Скрещивания трехпалых особей F1 друг с другом давали трех- и четырехпалых потомков. В поколении F2 от скрещивания между собой гибридов 2 x D происходило расщепление в соответствии с менделевским отношением 3:1; это позволяет считать, что данный признак контролируется парой аллелей одного гена. Однако Райт провел ряд возвратных скрещиваний особей F2 с линией D, которые показали, что это простое объяснение не может быть верным, и что на самом деле более вероятно, что линии 2 и D различаются по целому набору аллелей, относящихся к четырем генам. Линии 13 и 35 отличаются от линии D по меньшему числу аллелей. Заключения Райта схематически изображены на рис. 5-16, где представлены графики зависимости распределения фенотипов от генотипа. Ввиду того что число пальцев - дискретный признак, существует некое пороговое число необходимых аллелей: для развития четырехпалой лапы требуется наличие не менее чем пяти аллелей полидактилии.

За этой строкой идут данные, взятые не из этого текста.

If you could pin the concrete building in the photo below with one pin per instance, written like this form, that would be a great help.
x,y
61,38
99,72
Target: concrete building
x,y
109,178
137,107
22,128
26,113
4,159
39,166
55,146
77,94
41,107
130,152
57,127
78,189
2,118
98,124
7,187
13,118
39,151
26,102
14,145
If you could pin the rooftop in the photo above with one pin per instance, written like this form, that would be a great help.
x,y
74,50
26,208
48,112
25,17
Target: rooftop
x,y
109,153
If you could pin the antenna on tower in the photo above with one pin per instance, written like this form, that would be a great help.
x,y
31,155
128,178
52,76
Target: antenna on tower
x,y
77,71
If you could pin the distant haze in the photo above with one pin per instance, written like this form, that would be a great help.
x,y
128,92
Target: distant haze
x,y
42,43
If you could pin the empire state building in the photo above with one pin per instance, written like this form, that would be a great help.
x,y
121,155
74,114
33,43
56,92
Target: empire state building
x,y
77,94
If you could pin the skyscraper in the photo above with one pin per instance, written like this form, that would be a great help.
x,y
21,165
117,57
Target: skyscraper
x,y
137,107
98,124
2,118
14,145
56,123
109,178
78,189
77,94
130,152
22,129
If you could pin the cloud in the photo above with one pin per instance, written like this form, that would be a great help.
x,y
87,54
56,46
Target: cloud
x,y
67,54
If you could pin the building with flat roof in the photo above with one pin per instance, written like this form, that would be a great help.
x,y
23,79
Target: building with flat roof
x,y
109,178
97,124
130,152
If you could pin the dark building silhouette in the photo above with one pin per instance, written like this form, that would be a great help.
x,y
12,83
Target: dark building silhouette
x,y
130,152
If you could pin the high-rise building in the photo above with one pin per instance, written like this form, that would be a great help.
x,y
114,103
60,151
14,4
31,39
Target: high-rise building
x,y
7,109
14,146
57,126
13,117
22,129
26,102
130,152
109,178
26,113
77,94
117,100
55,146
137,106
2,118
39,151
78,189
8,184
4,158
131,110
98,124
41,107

Рис. 5-16. Генетическая регуляция числа пальцев на задних лапах у морской свинки. Вверху слева - нормальная трехпалая задняя лапа морской свинки, справа - лапа с хорошо развитым 4-м пальцем, в центре - лапа со слабо развитым 4-м пальцем. Кривые иллюстрируют распределение фенотипов в зависимости от числа аллелей полидактилии в потомстве от разных скрещиваний между тремя инбредными линиями. Стрелками показаны генетические пороги между трехпалой лапой, лапой со слабо развитым и лапой с хорошо развитым четвертым пальцем. А. Скрещивание между линиями D (четырехпалая) и 2 (трехпалая); эти две линии сильно различаются по генетической конституции, и у потомков F1 число генов полидактилии недостаточно для развития у них четырех пальцев. Б. Скрещивание между линиями D (четырехпалая) и 13 (трехпалая); линия 13 содержит больше генов полидактилии, чем линия 2, а поэтому у потомков F1 образуется лапа с недоразвитым четвертым пальцем. В. Скрещивание между линиями D (четырехпалая) и 35 (дающей как трех-, так и четырехпалых потомков) (S. Wright, 1934a, b).

Рассматриваемый прерывистый признак, регулируемый таким образом у морских свинок, возникает на поздних стадиях развития и не оказывает сколько-нибудь существенного влияния на строение организма в целом. Однако такого рода генетический контроль, действующий на ранних стадиях развития, как у иглокожих, оказывает глубокое воздействие на строение тела и, возможно, сыграл решающую роль в макроэволюции классов иглокожих, обладающих пятилучевой симметрией. «Перспективные монстры» не обязательно должны быть результатом внезапных и всеобъемлющих перестроек генетической программы онтогенеза. Небольшое генетическое изменение может привести к такому изменению развития, которое допускает коренное изменение адаптации: маленьким ключом можно отпереть большую дверь.